その後、点数が表示されると……まあ……お察しの通りだった。
「うぅ……」
「気にするなさな。とてもきれいな歌声だったぞ」
「あ、ありがとうございます。でも点数が……」
「点数など気にするな。俺にとっては、さなの美い歌声を聞けただけで大満足だし、一生懸命歌っているさなの姿がとてもかわいらしくてさらに大満足……」
「わ、わかりました! わかりましたから!」
落ち込むさなを励ますつもりで、さなの歌がどれだけ素晴らしいかを語ろうと思ったのだが、さな本人に止められてしまった。
先ほど録画した、『緊張ぎみに歌っているさな』の動画を見せながら素晴らしさを教えようと思ったのだが。
慌てるさなは、画面を見て「あっ」と声を漏らした。
「ほ、ほら! 次は真尾くんですよ!」
「ん、そうか」
「おー、真尾の歌か。すげー興味ある」
「あ、ボクも」
一応俺も歌を入れておいていた。早くも俺の番か。
これまでは、鍵沼にカラオケに誘われても、断ってきた。だからさなやあいだけでなく、鍵沼も俺の歌を聞くのは、初めてだ。

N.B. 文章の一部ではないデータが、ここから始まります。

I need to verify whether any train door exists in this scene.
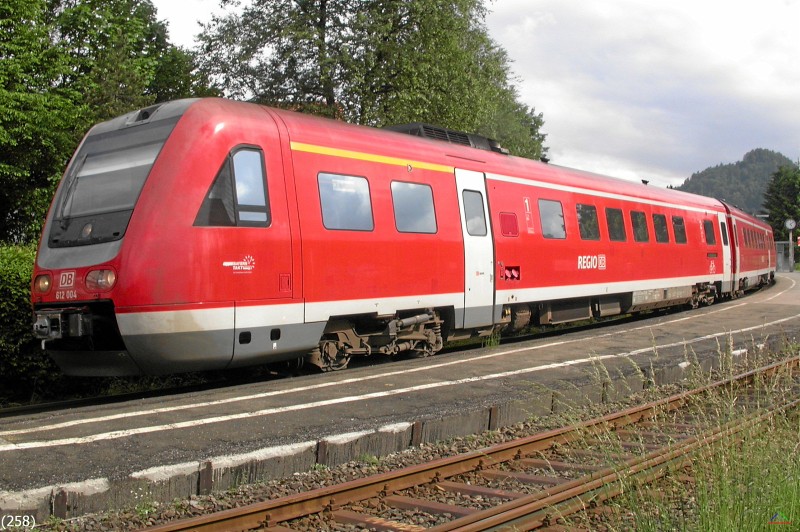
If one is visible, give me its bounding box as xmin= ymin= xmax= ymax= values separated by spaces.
xmin=222 ymin=115 xmax=303 ymax=366
xmin=456 ymin=169 xmax=494 ymax=328
xmin=717 ymin=214 xmax=733 ymax=293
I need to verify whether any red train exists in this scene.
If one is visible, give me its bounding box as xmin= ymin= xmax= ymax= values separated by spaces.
xmin=32 ymin=99 xmax=775 ymax=375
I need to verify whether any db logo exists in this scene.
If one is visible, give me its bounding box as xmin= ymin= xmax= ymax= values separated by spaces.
xmin=58 ymin=271 xmax=75 ymax=288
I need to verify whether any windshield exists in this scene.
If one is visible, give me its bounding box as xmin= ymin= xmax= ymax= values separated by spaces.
xmin=49 ymin=116 xmax=180 ymax=247
xmin=61 ymin=142 xmax=161 ymax=218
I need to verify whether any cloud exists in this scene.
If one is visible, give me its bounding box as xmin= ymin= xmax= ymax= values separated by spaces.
xmin=488 ymin=0 xmax=800 ymax=185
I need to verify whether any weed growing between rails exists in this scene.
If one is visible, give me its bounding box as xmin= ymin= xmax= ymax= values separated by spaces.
xmin=566 ymin=340 xmax=800 ymax=532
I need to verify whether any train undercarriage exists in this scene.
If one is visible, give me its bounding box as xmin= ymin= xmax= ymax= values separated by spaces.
xmin=300 ymin=275 xmax=774 ymax=371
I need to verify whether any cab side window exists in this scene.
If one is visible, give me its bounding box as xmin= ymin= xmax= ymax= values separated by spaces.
xmin=194 ymin=147 xmax=272 ymax=227
xmin=703 ymin=220 xmax=717 ymax=246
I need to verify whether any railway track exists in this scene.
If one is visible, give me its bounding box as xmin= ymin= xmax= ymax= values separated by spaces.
xmin=145 ymin=357 xmax=800 ymax=532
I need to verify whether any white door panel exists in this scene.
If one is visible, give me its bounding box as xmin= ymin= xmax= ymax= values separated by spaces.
xmin=456 ymin=169 xmax=494 ymax=328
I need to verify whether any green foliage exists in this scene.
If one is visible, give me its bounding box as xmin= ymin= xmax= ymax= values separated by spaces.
xmin=764 ymin=165 xmax=800 ymax=241
xmin=200 ymin=0 xmax=545 ymax=157
xmin=0 ymin=0 xmax=82 ymax=243
xmin=0 ymin=245 xmax=61 ymax=399
xmin=678 ymin=148 xmax=792 ymax=214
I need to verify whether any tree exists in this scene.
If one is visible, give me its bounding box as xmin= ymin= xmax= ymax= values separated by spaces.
xmin=764 ymin=165 xmax=800 ymax=240
xmin=0 ymin=0 xmax=85 ymax=243
xmin=200 ymin=0 xmax=544 ymax=157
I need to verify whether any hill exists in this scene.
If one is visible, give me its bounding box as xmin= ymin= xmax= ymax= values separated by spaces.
xmin=676 ymin=148 xmax=794 ymax=213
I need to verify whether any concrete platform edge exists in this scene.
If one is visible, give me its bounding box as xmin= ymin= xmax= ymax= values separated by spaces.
xmin=0 ymin=353 xmax=780 ymax=523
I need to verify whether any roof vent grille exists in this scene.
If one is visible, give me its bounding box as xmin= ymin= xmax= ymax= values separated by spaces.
xmin=384 ymin=122 xmax=508 ymax=155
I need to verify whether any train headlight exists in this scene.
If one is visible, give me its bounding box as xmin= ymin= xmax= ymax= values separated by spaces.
xmin=33 ymin=273 xmax=53 ymax=294
xmin=86 ymin=270 xmax=117 ymax=291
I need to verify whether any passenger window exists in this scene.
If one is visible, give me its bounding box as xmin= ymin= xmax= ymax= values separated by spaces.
xmin=539 ymin=199 xmax=567 ymax=239
xmin=500 ymin=212 xmax=519 ymax=236
xmin=672 ymin=216 xmax=686 ymax=244
xmin=317 ymin=173 xmax=374 ymax=231
xmin=631 ymin=211 xmax=650 ymax=242
xmin=392 ymin=181 xmax=436 ymax=233
xmin=703 ymin=220 xmax=717 ymax=246
xmin=461 ymin=190 xmax=487 ymax=236
xmin=653 ymin=214 xmax=669 ymax=244
xmin=194 ymin=148 xmax=271 ymax=227
xmin=606 ymin=207 xmax=628 ymax=242
xmin=575 ymin=203 xmax=600 ymax=240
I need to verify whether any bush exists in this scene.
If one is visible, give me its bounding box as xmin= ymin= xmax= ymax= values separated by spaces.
xmin=0 ymin=245 xmax=62 ymax=402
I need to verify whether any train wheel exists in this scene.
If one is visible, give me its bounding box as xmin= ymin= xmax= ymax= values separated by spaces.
xmin=306 ymin=340 xmax=350 ymax=372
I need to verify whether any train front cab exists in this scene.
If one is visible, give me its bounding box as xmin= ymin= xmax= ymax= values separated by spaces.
xmin=33 ymin=99 xmax=312 ymax=375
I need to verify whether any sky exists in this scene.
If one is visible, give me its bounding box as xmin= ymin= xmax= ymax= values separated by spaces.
xmin=153 ymin=0 xmax=800 ymax=186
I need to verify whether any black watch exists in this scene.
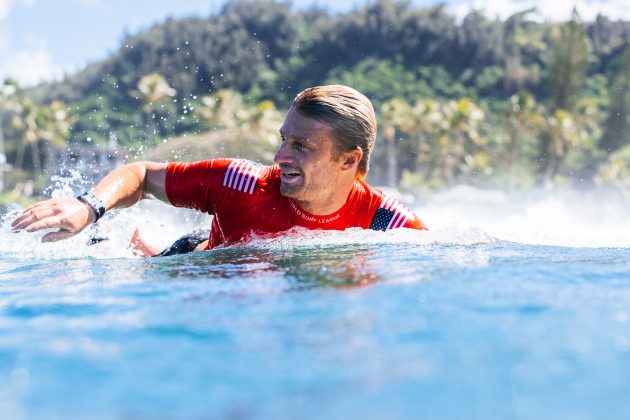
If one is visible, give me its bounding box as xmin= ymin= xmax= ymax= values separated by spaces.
xmin=77 ymin=191 xmax=105 ymax=223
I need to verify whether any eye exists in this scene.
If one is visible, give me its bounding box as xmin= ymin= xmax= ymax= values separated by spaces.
xmin=293 ymin=141 xmax=307 ymax=151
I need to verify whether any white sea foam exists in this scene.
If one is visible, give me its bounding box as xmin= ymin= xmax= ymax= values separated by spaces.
xmin=0 ymin=181 xmax=630 ymax=259
xmin=420 ymin=186 xmax=630 ymax=247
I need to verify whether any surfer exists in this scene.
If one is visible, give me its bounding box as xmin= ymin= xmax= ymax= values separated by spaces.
xmin=11 ymin=85 xmax=426 ymax=255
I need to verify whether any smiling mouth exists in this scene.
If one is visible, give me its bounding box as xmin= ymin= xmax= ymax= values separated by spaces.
xmin=280 ymin=171 xmax=302 ymax=182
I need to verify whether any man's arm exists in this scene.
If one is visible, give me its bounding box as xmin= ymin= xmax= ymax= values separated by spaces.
xmin=11 ymin=162 xmax=168 ymax=242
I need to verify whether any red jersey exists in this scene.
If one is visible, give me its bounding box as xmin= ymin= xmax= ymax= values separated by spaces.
xmin=166 ymin=159 xmax=426 ymax=248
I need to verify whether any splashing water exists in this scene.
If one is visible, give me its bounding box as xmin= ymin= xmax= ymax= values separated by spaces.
xmin=0 ymin=174 xmax=630 ymax=420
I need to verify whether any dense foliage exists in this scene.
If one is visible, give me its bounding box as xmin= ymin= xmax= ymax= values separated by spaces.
xmin=0 ymin=0 xmax=630 ymax=194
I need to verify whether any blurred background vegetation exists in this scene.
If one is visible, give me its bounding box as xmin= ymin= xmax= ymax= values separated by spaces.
xmin=0 ymin=0 xmax=630 ymax=206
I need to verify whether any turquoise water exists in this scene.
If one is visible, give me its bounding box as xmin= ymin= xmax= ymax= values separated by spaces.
xmin=0 ymin=189 xmax=630 ymax=419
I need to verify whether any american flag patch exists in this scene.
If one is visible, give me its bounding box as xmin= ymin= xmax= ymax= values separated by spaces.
xmin=223 ymin=159 xmax=265 ymax=194
xmin=370 ymin=194 xmax=414 ymax=232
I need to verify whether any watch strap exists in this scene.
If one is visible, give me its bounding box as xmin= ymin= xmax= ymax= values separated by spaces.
xmin=76 ymin=191 xmax=105 ymax=223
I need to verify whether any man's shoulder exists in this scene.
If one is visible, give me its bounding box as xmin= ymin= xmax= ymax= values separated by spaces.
xmin=361 ymin=182 xmax=426 ymax=231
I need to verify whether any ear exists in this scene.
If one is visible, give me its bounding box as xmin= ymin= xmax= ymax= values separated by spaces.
xmin=342 ymin=147 xmax=363 ymax=172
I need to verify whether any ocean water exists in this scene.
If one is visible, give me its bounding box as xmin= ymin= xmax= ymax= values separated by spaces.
xmin=0 ymin=187 xmax=630 ymax=419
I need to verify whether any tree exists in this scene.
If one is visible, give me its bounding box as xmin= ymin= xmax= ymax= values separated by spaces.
xmin=548 ymin=8 xmax=591 ymax=111
xmin=379 ymin=98 xmax=413 ymax=187
xmin=138 ymin=73 xmax=176 ymax=142
xmin=0 ymin=78 xmax=22 ymax=191
xmin=11 ymin=98 xmax=73 ymax=178
xmin=599 ymin=44 xmax=630 ymax=153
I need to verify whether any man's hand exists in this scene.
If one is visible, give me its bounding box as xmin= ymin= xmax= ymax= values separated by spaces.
xmin=11 ymin=198 xmax=96 ymax=242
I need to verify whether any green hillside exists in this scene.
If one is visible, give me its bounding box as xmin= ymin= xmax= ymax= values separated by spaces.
xmin=2 ymin=0 xmax=630 ymax=191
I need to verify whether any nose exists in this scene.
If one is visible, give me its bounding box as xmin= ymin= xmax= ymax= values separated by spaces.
xmin=273 ymin=140 xmax=294 ymax=165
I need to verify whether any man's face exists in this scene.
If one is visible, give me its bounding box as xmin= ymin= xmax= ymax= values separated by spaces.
xmin=274 ymin=108 xmax=342 ymax=203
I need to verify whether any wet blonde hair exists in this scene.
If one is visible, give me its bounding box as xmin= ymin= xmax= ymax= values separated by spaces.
xmin=291 ymin=85 xmax=376 ymax=178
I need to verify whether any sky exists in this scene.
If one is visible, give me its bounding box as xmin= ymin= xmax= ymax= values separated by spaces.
xmin=0 ymin=0 xmax=630 ymax=86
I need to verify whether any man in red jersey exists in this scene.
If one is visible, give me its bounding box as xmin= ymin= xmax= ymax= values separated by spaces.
xmin=11 ymin=85 xmax=426 ymax=256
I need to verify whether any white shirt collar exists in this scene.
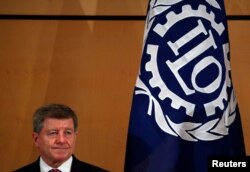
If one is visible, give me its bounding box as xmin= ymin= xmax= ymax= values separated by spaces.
xmin=40 ymin=156 xmax=73 ymax=172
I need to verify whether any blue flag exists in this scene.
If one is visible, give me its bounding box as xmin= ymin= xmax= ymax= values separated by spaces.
xmin=124 ymin=0 xmax=245 ymax=172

人前で歌うのは、初めて……だな。というかこの世界に来て、歌というものにあまり関心を抱いたことがない。もちろんいい歌だなどと感じることはあるが。
それでも、なんとか知っている歌を入れた。これなら、歌えるはずだ。
最近流行りの、アニメソング。あまりに推しているためか、最近はテレビをつければこればかり流れている、と思えるほどだ。
俺が知っているんだ、さなたちも知っていることだろう。
あとは……あいのようにうまくなくても、さなや鍵沼のよう楽しんで歌うこと。
「……すぅ」
流れ始める前奏、表示される歌詞……マイクを握り、リズムを取って、深呼吸。
そして……歌った。
「……」
我ながら、夢中になってしまった。だが、なんとか歌い切ることができた。
さて、みんなの評価は、どのようなものだろうか。そう思って、みんなの様子を見る。
「……」
「……」
「……」
なぜか三人とも、俺とは視線を合わせず、気まずそうにしていた。